Войдя в комнату, Максим Георгиевич в первую очередь бросил взгляд на трюмо.

– Это что за фокусы? – зло спросил он. – Чем ты тут занят?

– Да так. Просто сижу, – поднимаясь с краешка кровати, промямлил Павел.

– А дрожишь чего, словно тебя за нехорошим застали? Почему наволочку снял с подушки? Ты что здесь, дрочишь, что ли? Ублюдок. Ладно, это уже не важно. Я сейчас на пару часов отъеду, надо кое-какие дела решить. А потом мы с тобой поедем в лесочек, и я тебя там расстреляю.

– За что? – побледнев, спросил Стаднюк.

– Не за что, – вытаращил стеклянные глаза Максим Георгиевич, – а почему! Почему, Стаднюк! Учись правильно задавать вопросы. Правильно заданный вопрос облегчает получение ответа. – Дроздов усмехнулся. – За ненадобностью, Стаднюк! За ненадобностью. Ни хрена ты интересного не нарисовал, только голову мне морочил. Срок истек. Не отпускать же тебя живым! Слишком много ты знаешь, слишком много видел. Но вообще ты неплохой парень, так что мучить я тебя не буду. Сразу в затылочек пальну – это не больно. Аккуратненько пушку приставлю – она холодненькая, приятненькая на ощупь, – потом на курочек нажму и… И все, Стаднюк! Кончились твои муки. Так что… Эти два часа можешь заниматься, чем хочешь.
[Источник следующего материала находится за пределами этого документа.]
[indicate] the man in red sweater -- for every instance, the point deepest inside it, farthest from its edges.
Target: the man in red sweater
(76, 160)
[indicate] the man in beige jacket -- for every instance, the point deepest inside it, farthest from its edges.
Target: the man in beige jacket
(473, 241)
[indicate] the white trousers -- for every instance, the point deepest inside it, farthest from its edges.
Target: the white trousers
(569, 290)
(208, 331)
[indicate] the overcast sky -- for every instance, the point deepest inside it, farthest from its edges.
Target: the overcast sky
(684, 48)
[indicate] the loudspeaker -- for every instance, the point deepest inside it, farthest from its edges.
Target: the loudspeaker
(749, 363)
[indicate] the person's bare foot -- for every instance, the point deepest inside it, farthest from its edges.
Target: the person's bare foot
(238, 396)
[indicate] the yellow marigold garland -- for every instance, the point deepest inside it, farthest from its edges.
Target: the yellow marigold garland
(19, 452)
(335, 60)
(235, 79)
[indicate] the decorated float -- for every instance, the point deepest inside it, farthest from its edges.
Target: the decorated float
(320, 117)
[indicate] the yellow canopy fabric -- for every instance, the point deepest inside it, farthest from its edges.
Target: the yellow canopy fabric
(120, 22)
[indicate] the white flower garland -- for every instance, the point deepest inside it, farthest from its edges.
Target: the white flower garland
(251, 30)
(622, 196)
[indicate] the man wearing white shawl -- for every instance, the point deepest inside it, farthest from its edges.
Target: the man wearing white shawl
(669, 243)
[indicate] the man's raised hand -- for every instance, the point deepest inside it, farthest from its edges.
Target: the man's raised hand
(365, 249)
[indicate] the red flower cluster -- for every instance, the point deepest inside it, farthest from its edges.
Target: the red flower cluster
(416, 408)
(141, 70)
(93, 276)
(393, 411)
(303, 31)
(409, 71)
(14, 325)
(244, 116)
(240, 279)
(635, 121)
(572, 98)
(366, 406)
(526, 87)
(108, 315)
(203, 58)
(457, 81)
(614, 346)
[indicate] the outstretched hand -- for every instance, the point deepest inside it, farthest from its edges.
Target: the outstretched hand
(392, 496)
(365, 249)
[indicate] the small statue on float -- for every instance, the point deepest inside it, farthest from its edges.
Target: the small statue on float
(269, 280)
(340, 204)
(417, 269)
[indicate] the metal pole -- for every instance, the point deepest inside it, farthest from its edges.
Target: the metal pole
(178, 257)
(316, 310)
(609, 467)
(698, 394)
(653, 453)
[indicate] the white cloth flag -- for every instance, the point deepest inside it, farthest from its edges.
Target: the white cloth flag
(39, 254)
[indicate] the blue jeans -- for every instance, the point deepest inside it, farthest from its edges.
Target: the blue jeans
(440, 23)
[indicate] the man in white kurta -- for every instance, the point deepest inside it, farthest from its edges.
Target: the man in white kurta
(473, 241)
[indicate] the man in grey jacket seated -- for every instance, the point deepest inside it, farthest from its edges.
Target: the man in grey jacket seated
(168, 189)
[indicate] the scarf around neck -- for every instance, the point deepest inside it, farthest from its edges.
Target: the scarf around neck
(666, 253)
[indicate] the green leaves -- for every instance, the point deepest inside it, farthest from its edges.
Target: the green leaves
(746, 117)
Трюмо разрешаю не открывать.

Павел побелел, словно простыня, на которой он сидел, не в силах шевельнуть губами. Они вдруг пересохли и перестали слушаться. В желудке нехорошо скрутило, и захотелось в туалет. Хотя сам Дроздов уже не казался таким уж инфернально зловещим, но реальность близкого расстрела оказала на нервы сильнейшее воздействие.

– Вот так-то, Стаднюк! – открывая дверь, с ласковым сочувствием в голосе прошептал энкавэдэшник. – Предоставили тебе возможность вырваться из стада, из толпы баранов, но ты не воспользовался! Сам виноват, Стаднюк. Видать, и фамилия твоя от слова «стадо».

Дроздов вышел и запер дверь, оставив Павла в полуобморочном состоянии.

Спустившись по лестнице, энкавэдэшник заглянул на кухню, где хозяйничала Марья Степановна.

– Так, Машенька. Я отъеду. Наверное, не вернусь сегодня. Ты тут не скучай.

– Как же так, Максим Георгиевич? А кому я все готовлю? – растерянно спросила секретарша.

– А ты не волнуйся, не пропадет! – ободрил ее Дроздов, придав голосу отеческие интонации. – И знаешь… Зря я на тебя накричал за эту еловую ветку. Тебе ведь тоже тут одной взаперти не сладенько. Скучаешь? Скучаешь. А Павлик-то симпатичненький, правда? Нравится тебе? Ничего-ничего. Я понимаю. Знаешь что, я сейчас говорил с ним и думаю, что он не опасен, а скорее… скорее подавлен. Так что ты вот что сделай. Возьми бутылочку шампанского из ящика, что Сердюченко утром привез, и пойди к нему. Вдвоем все же не так тоскливо в предновогодний вечер. А?

– Ну… – Маша смутилась.

– Как хочешь, – Дроздов пожал плечами. – Я не настаиваю. Просто подумал, что в праздник можно послабление сделать. Новый год все-таки… А?

– Да, Максим Георгиевич, – кивнула Машенька. – С наступающим вас.

– И тебя тоже! С наступающим. Счастья тебе, здоровья, ну чего там еще… жениха красивого. Ну все, давай! Хозяйничай тут.

Он вышел в гостиную, поднял трубку и попросил соединить его с Дементьевым.